Good parts also help protect the investment in the machine body. Replacing liners at the right time prevents aggregate from cutting into the trough shell. Replacing shaft seals before leakage becomes serious protects bearings, shaft ends, and drive components. For smaller plants using twin shaft mixing technology, the JS750 Twin Shaft Concrete Mixer is a useful reference when matching mixer capacity with wear part planning.
Troubleshooting and Maintenance Planning
Most mixer faults give early signs. Operators and maintenance teams should record noise, discharge time, motor current, concrete residue, leakage, and grease use. A simple inspection routine can prevent a small wear issue from becoming a shutdown.
| Symptom | Likely cause | Inspection point | Recommended action |
|---|---|---|---|
| Mixing time becomes longer | Blades worn or incorrect clearance | Blade edge thickness and distance to liner | Replace blades or adjust mounting position |
| Concrete residue remains in corners | Scraper wear or missing scraper plate | Side scraper angle and bolt tightness | Replace scraper and clean hardened buildup |
| Slurry leaks near shaft end | Seal wear, blocked grease line, shaft damage | Grease outlet, seal ring, shaft sleeve surface | Clean lubrication path and replace seal set |
| Abnormal vibration | Loose arms, uneven blade wear, bearing issue | Arm bolts, shaft runout, bearing temperature | Tighten fasteners and inspect bearing assembly |
| Discharge door drips | Door seal wear or cylinder misalignment | Seal compression and door closing position | Replace rubber seal and adjust actuator stroke |
| Motor current rises | Overloading, hardened concrete buildup, worn mixing geometry | Batch size, trough cleanliness, blade condition | Remove buildup and restore correct blade profile |
A reliable maintenance plan should include daily, weekly, and scheduled shutdown tasks. Daily checks include listening for unusual noise, confirming discharge door movement, checking for visible leakage, and cleaning remaining concrete before it hardens. Weekly checks should cover bolt tightness, liner wear, blade wear, grease pump operation, and seal condition. During scheduled shutdowns, measure liner thickness, inspect shaft end housings, check arm alignment, and compare worn parts with new parts before installation.
Installation quality is as important as part quality. Before fitting new liners or blades, remove hardened concrete from the mounting surface. Do not install a new wear plate over trapped material, because uneven contact can crack cast parts or loosen bolts. Fasteners should be tightened in a balanced sequence according to the equipment manual. After replacement, run the mixer empty, listen for contact noise, then perform a low-load trial batch before returning to full production.

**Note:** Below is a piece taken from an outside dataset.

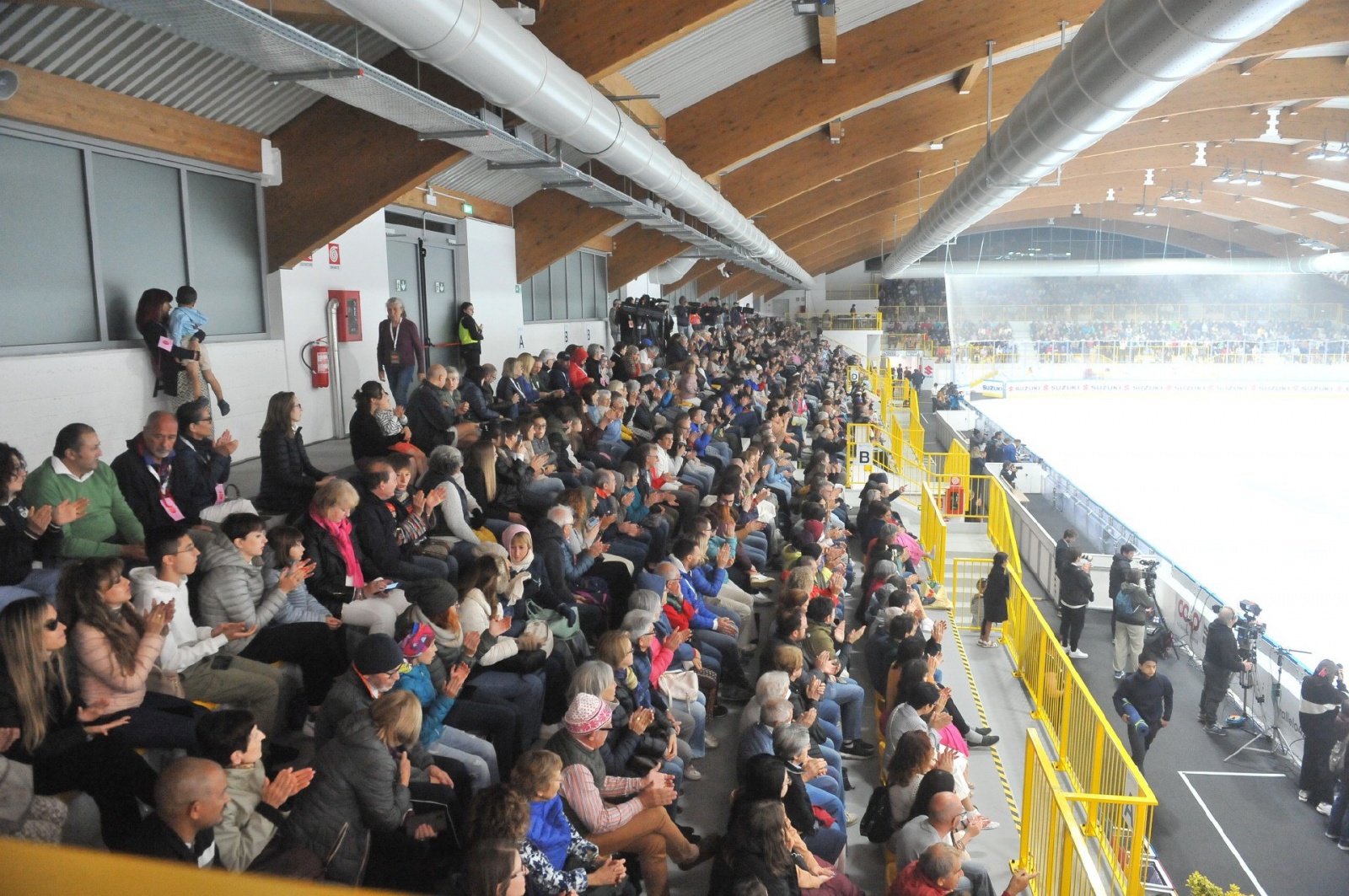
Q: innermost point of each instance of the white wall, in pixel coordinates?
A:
(304, 301)
(110, 390)
(492, 289)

Spare stock should be based on actual wear speed, aggregate hardness, daily production volume, and delivery time from the supplier. A practical stock list usually includes mixing blades, side scrapers, bottom liners, shaft seal kits, discharge door seals, lubrication fittings, limit switches, and high-strength bolts. For high-output plants, keeping one full seal set and one blade set on site reduces risk during peak construction periods.
When ordering, provide the mixer model, serial number, part drawing, quantity, material requirement, and photos of the existing component. If the plant has changed aggregate size or concrete mix design, mention it to the supplier, because abrasive conditions may require a different liner or blade material. Careful selection and disciplined inspection help the mixer deliver stable concrete quality while keeping maintenance predictable.